After a first, big full Irish breakfast at the local seaside cafe… where I did not ask for English Mustard… just mustard!! We toured the little town… just happened to come upon a massive Chandlery… like two Force 4’s put together… but one of the every few where I have left without buying a single thing!!
Photo above,,, the harbour at Kilmore Quay in Ireland. Centre yacht is the Hallberg Rassey 37 belonging to Eric and Margaret, rafted up to Poli Poli on the inside. You can just see our dinghy on the back.
We noted that many of the houses in Kilmore were thatched…. later that evening, in the pub, I looked at some old historical photos from the 1950’s which indicated that the vast majority of houses were thatched then. A pleasant little place, very neat and tidy…lots of holiday makers, and some brave souls swimming in the Irish Sea off the very clean town beach.
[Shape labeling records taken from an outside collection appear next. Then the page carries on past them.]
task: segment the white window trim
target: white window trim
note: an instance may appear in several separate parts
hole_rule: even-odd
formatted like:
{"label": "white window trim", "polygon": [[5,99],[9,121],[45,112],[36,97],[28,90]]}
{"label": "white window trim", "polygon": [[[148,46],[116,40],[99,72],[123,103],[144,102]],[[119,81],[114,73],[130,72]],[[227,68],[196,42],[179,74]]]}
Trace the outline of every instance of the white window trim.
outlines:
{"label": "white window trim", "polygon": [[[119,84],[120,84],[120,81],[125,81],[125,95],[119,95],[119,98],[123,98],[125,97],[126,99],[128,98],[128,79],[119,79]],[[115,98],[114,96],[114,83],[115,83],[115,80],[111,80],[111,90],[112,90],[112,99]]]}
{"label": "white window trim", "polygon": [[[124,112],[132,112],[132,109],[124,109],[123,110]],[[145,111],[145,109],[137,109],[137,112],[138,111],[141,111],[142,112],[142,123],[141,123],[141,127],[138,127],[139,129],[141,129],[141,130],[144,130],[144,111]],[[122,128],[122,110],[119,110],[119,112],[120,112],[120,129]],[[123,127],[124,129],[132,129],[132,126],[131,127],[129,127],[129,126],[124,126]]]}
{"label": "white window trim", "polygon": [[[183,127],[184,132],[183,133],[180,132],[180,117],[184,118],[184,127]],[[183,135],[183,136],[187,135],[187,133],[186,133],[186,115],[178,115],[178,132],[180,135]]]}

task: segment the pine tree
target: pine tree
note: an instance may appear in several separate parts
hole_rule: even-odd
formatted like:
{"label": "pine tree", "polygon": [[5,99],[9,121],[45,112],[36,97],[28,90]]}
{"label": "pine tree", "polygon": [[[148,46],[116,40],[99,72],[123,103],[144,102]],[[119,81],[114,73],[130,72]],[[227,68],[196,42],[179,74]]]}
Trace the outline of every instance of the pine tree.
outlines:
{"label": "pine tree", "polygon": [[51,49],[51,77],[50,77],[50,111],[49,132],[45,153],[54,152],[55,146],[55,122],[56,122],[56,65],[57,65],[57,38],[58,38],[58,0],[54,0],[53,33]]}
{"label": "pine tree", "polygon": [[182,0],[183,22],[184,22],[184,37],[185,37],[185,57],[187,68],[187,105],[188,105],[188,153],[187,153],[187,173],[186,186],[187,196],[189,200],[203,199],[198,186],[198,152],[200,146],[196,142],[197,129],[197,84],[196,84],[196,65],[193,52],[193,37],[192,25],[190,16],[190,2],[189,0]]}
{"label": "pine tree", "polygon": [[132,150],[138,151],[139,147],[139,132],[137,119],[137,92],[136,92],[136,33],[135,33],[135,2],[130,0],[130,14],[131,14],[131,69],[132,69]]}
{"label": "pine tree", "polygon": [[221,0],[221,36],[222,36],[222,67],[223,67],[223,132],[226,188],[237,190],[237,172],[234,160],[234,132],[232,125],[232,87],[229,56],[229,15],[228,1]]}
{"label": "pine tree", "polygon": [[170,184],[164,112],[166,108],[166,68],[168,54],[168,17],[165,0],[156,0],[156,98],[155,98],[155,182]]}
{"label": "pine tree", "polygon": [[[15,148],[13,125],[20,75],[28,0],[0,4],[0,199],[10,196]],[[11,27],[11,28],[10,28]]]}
The afternoon was taken up with our newly found German friends Margaret and Eric ( both 82 )… sitting in their saloon on Altrhein ( Hallberg Rassey 37 )…. drinking beer and wine ( they come from Mainz and had lots of bottles of the local Rhine brew Reisling )…and looking at charts, pilot books, and discussing such matters as Brexit, Germany’s exit from the World Cup, and all manner of subjects in a jolly, friendly and humorous way.
The star show of the day was the very sudden arrival of a huge, brand new looking Southerly 47… a massive boat registered in Jersey. This appeared in the harbour and realising that there was no where to berth, did all sorts of circles with lots of bow thruster noises…. and sorties here there and everywhere to see if he could find a suitable berth.
A couple of gentleman indicated to him that there was a single vacant berth and offered help on the pontoons… for a while the southerly 47 skipper took no notice…. and intent on doing his own thing, nearly ran the boat aground by going behind the main pontoons into the shallows. All manner of people were shouting at him… including myself… I was trying to say that if he reversed in he would make the empty berth. The skipper/owner on the helm ignored everybody.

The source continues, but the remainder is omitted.